C’est une victoire pour la profession. Dans un arrêt rendu ce jour, la Cour de cassation vient de confirmer qu’un acquéreur qui tente de « court-circuiter » l’agent immobilier après une visite engage sa responsabilité délictuelle. Même sans lien contractuel direct avec l’agent, l’acheteur fraudeur peut être condamné à lui verser des dommages et intérêts équivalents à sa commission.
- Référence : Cour de cassation (3e Civ.) , Arrêt n° 284 FS-B du 7 mai 2026 ; Pourvoi n° 24-10.637 ; Publié au Bulletin.
Le scénario classique du « court-circuit »
L’affaire traitée par la troisième chambre civile est un cas d’école :
- Un agent immobilier fait visiter une villa à 2,9 M€ à un couple.
- Cinq semaines plus tard, ces mêmes acquéreurs signent en direct avec le vendeur pour 2,5 M€.
- L’agence est totalement évincée et perd sa commission de 150 000 €.
L’astuce juridique : La responsabilité délictuelle
L’argumentation des acquéreurs était simple : « Nous n’avons pas signé de mandat avec l’agence, nous ne lui devons rien. »
La Cour de cassation balaie cet argument.
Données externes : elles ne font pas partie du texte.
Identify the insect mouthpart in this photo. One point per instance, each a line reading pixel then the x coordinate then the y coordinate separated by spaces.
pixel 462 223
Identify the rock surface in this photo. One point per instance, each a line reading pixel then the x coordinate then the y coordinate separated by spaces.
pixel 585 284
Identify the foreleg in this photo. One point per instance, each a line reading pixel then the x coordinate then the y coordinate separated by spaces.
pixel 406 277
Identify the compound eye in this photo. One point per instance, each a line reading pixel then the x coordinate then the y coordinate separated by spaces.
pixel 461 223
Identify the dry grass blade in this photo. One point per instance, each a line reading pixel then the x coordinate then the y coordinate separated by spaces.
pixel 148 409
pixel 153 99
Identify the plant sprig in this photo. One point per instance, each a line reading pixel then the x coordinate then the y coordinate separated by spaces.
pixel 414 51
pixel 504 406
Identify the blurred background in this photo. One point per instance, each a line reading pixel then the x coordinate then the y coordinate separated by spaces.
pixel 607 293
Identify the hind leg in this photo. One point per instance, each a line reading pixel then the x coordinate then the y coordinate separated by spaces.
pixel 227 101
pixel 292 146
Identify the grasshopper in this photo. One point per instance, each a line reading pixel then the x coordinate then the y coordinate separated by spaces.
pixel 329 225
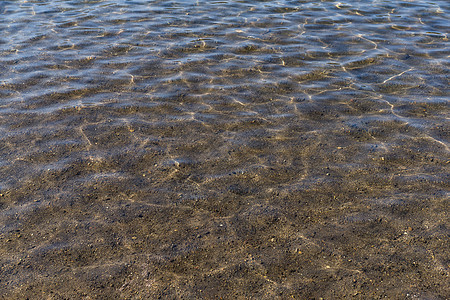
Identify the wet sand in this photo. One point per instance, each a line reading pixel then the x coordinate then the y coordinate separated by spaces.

Elle rappelle que si l’acquéreur n’est pas lié par le contrat de mandat, il reste soumis au droit commun (article 1240 du Code civil). Se rendre complice de la violation d’un mandat de vente est une faute.
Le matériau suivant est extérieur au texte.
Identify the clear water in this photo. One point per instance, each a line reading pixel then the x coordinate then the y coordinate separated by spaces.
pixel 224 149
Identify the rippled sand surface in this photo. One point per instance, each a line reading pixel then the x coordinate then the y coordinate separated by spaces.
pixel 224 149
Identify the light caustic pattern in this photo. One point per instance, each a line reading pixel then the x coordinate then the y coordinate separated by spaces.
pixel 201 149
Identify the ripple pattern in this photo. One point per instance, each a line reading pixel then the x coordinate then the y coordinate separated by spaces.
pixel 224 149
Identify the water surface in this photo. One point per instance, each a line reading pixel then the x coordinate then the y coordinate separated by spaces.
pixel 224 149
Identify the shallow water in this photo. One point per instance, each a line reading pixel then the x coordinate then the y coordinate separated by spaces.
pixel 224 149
Les « preuves d’intention frauduleuse » retenues par les juges
Pour que vous puissiez obtenir gain de cause, les juges cherchent la preuve d’une volonté délibérée de nuire. Dans cet arrêt, trois éléments ont été fatals aux acquéreurs :
- La clause de garantie dans le compromis : Les acheteurs avaient inséré une clause stipulant qu’ils feraient leur affaire de toute réclamation des agences évincées. Pour la Cour, c’est l’aveu qu’ils savaient qu’ils contournaient un professionnel.
- La dissimulation dans l’acte final : Cette fameuse clause avait disparu de l’acte authentique chez le notaire, prouvant une volonté de masquer l’entremise de l’agence.
- Le délai très court : Seulement cinq semaines entre la visite de l’agence et la signature directe.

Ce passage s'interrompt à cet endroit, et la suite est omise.